A picture taken on April 4, 2017, shows the Burj Khalifa, the world's tallest tower, dominating pedestrians crossing a bridge over the water canal, which links the city's business hub to the Gulf. [Photo: Xinhua/AFP Photo]

United Arab Emirates is the first Gulf country to forge a strategic partnership with China. In recent years, a series of investment projects are underway as economic ties are improving.


It's expected that Chinese President Xi Jinping' visit will lift economic ties to a higher level and to promote investments and development projects.

Abu Dhabi's Khalifa Port has been billed as a model of cooperation under the Belt and Road Initiative, with the port's new terminal slated to go into operation in 2019.

Last year, China's shipping giant COSCO forged a partnership with Abu Dhabi Ports to build a new container terminal at Khalifa Port that will double its cargo capacity.

The project broke ground last November. The automated container terminal is expected to go into operation in the first quarter of 2019.

Ju Weiping, the general manager of COSCO Shipping's Abu Dhabi Container Terminal, thinks that the project further expands the flow of commodities between the countries along the Belt and Road, as well as between the world's other major trading blocs.

"Once the transit network is built, it will enhance the port's function as a gateway and will greatly promote exports and imports between Abu Dhabi and the surrounding regions."

China has been the largest trading partner of the United Arab Emirates for many years, and 60 percent of its exports to the Middle East pass through the country.

The further development of the China-UAE strategic cooperative partnership is expected to give a boost to trade through the port.

Sultan Bin Saeed Al Mansoori is the UAE's minister for the economy.

"We benefit from that as a nation.
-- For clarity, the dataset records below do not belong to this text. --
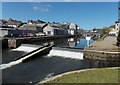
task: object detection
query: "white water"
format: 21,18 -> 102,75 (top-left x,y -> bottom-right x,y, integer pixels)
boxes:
48,49 -> 83,60
44,73 -> 54,80
11,44 -> 40,53
0,46 -> 46,70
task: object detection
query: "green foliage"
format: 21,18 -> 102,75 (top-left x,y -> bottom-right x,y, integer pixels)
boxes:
117,31 -> 120,46
47,68 -> 120,83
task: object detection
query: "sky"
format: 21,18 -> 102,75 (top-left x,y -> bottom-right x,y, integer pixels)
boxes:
2,2 -> 118,30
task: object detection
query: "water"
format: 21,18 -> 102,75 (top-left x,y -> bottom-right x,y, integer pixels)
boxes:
48,48 -> 83,60
2,38 -> 114,84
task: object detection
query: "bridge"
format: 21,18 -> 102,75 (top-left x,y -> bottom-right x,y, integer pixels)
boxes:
1,35 -> 79,48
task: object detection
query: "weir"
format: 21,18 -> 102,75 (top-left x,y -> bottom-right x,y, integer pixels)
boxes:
0,45 -> 53,70
48,47 -> 83,60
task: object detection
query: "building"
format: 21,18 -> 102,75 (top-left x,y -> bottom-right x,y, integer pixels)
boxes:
6,18 -> 22,28
18,23 -> 47,33
115,19 -> 120,36
68,23 -> 77,35
43,24 -> 67,36
0,26 -> 13,37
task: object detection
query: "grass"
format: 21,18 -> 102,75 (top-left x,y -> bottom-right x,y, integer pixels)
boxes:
46,68 -> 120,84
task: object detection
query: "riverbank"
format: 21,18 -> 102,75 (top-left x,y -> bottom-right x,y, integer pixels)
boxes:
84,36 -> 120,62
36,67 -> 120,85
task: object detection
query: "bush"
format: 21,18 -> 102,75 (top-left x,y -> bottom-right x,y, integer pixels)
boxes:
117,31 -> 120,46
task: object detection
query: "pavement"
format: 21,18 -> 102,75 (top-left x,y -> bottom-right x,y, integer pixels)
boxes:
85,36 -> 120,52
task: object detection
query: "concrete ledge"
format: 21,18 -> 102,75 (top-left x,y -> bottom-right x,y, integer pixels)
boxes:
35,67 -> 120,85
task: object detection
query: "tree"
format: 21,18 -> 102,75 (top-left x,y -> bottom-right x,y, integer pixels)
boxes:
117,31 -> 120,46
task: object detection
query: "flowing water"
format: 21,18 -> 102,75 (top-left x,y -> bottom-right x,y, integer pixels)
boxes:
0,38 -> 116,85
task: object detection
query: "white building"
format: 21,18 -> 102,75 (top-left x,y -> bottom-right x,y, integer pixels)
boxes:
68,23 -> 77,35
43,25 -> 67,36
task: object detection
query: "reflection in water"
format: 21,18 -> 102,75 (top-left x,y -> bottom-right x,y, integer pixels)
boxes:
34,38 -> 94,48
2,38 -> 118,83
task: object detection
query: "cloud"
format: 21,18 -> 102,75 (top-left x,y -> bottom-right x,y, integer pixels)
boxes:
33,3 -> 51,12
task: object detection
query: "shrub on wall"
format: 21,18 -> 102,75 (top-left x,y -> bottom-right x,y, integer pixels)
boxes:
117,31 -> 120,46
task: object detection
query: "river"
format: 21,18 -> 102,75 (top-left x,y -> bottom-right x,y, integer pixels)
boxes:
2,38 -> 117,85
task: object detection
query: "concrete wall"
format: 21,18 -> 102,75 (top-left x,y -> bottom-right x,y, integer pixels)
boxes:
0,30 -> 8,37
84,51 -> 120,62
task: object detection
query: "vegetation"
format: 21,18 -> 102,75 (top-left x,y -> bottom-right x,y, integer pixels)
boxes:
100,27 -> 109,38
117,31 -> 120,46
109,25 -> 115,28
45,68 -> 120,85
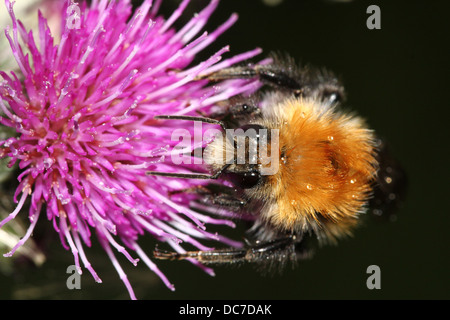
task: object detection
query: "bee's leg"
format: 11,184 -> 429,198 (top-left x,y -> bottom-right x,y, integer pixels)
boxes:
153,235 -> 301,264
169,184 -> 247,212
199,65 -> 302,95
199,64 -> 345,103
204,101 -> 261,126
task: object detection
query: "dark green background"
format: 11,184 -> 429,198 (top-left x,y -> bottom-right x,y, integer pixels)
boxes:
0,0 -> 450,299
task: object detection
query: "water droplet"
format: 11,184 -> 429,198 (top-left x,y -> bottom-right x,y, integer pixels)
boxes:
44,158 -> 55,169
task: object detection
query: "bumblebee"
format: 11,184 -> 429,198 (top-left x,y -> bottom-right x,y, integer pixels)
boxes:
148,57 -> 404,264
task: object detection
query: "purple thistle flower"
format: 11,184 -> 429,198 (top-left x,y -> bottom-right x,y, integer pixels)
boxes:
0,0 -> 260,299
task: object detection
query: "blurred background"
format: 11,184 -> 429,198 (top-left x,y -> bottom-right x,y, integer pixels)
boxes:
0,0 -> 450,300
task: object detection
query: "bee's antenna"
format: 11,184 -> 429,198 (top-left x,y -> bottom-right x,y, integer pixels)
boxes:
154,115 -> 227,131
146,163 -> 231,180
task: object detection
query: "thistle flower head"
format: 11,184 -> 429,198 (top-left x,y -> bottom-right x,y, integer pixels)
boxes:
0,0 -> 259,298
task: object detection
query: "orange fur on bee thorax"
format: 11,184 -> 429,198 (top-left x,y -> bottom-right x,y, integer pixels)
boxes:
258,99 -> 376,238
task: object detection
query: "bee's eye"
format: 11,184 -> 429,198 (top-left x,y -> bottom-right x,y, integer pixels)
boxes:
228,171 -> 261,189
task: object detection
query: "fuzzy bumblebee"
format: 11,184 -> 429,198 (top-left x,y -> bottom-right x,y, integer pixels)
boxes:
149,58 -> 404,263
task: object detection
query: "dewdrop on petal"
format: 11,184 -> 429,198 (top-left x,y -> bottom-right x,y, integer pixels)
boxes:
0,0 -> 260,299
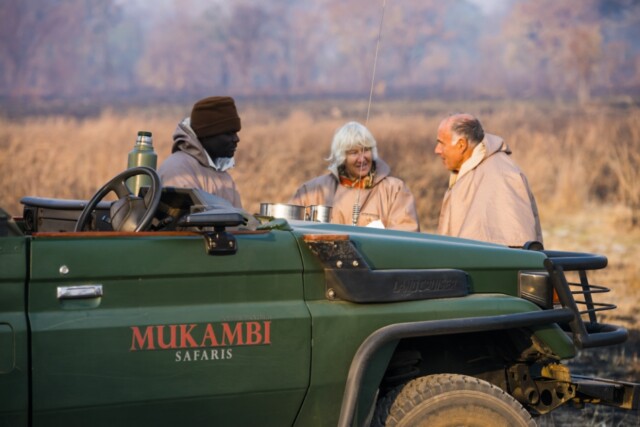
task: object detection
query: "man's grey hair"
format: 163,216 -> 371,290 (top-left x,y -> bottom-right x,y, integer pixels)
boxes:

You combine that also with the strategy of export that China has and how they want also to do the redistribution within the region. This actually becomes a win-win situation for both, for us as UAE as a major hub reinforcing ourselves here but also for China making sure that their products are being distributed in a timely manner to the rest of the region and beyond that in the world also."

The first clean coal power plant in the Middle East is currently under construction in Dubai. The project is being built by a Chinese company.

Located 30 kilometers south of Dubai, the Hassyan Clean Coal Power Plant project kicked off at the end of 2016.

ACWA Power Harbin is an investor in the project, which is expected to provide electricity for the Dubai World Expo in 2020, and will provide 20 percent of Dubai's generating capacity when it goes online.

Mohammed Abunayyan, the chairman of ACWA Power International, said that this clean coal power plant will be a model for the electricity industry.

"This is the most competitive today in the world and it is going to be the first of its kind in the MENA region. And this is going to be sure and this is the usual way of Dubai. When you come to Dubai and you do it successfully, everybody will follow."

The UAE has become China's second largest trading partner, and is the largest destination for its exports to the Middle East and North Africa. Official data from China shows that bilateral trade reached 41 billion U.S. dollars in 2017.